Here is what I am trying to achieve. In the screen shot below, I would like to run a SQL script that gives me the latest Log File Activity, Date - Time - Description. I would like the script to return '8/13/14 08:40am BR: 3;BuyPkg'
Thank you in advance for your help.
From TCL within the database account containing your database files, type: LISTF
Sample output:
FILES in your vocabulary 03:21:38pm 29 Jun 2015 Page 1
Filename........................... Pathname...................... Type Modulo
File - Contains all logical device names
DICT &DEVICE& /u1/uv/D_&DEVICE& 2 1
DATA &DEVICE& /u1/uv/&DEVICE& 2 3
File - Used by MAKE.MAP.FILE
DICT &MAP& /u1/uv/D_&MAP& 2 1
DATA &MAP& /u1/uv/&MAP& 6 7
File - Contains all parts of Distributed Files
DICT &PARTFILES& /u1/uv/D_&PARTFILES& 2 1
DATA &PARTFILES& /u1/uv/&PARTFILES& 18 7
DICT &PH& D_&PH& 3 1
DATA &PH& &PH& 1
DICT &SAVEDLISTS& D_&SAVEDLISTS& 3 1
DATA &SAVEDLISTS& &SAVEDLISTS& 1
File - Used by uniVerse to access the current directory.

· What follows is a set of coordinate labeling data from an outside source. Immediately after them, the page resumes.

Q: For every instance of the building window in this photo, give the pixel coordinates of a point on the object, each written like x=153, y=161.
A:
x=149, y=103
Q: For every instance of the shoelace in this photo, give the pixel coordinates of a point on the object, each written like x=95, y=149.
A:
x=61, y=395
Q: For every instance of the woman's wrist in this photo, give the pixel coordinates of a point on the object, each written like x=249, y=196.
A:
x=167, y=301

DICT &UFD& /u1/uv/D_UFD 2 1
DATA &UFD& . 19 1
DICT &XML& D_&XML& 18 3
DATA &XML& &XML& 19 1
Firstly, UniVerse has no Log File Activity Date and Time.

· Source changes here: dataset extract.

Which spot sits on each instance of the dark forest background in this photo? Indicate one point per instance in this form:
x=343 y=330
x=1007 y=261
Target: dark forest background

However, you can still obtain the table's modified/ accessed date from the file system however.
To do this,
You need to have a subroutine accepting a path of the table to return a date or a time.

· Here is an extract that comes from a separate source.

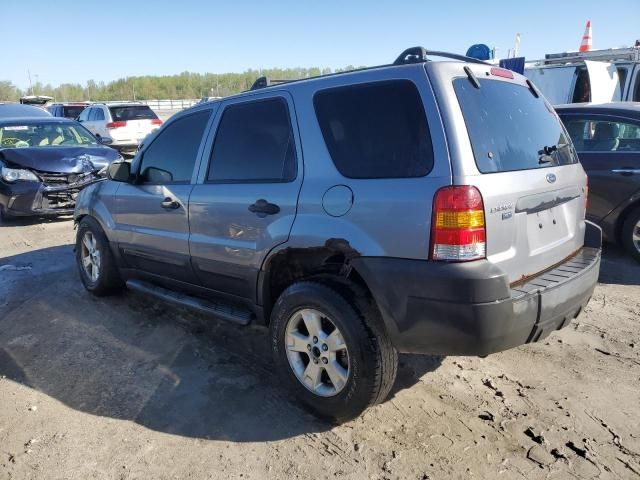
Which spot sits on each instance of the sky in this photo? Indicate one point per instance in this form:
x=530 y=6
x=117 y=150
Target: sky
x=66 y=41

e.g. SUBROUTINE GET.FILE.MOD.DATE(DAT.MOD, S.FILE.PATH)
Inside the subroutine, you can use EXECUTE to run shell command like istat for getting these info on a unix e.g.
Please beware that for a dynamic file e.g. there are Data and Overflow parts under a directory. You should compare the dates obtained and return only the latest one.
Globally catalog the subroutine
Create an I-Desc in VOC, e.g. I.FILE.MOD.DATE in the field definition of this I-Desc: SUBR("*GET.FILE.MOD.DATE",F2) and Conv Code as "D/MDY2"
Create another I-Desc e.g. I.FILE.MOD.TIME
Finally, you can
LIST VOC I.FILE.MOD.DATE I.FILE.MOD.TIME DESC WITH TYPE LIKE "F..."
alternatively in SQL,
SELECT I.FILE.MOD.DATE, I.FILE.MOD.TIME, VOC.DESC FROM VOC WHERE TYPE LIKE "F%";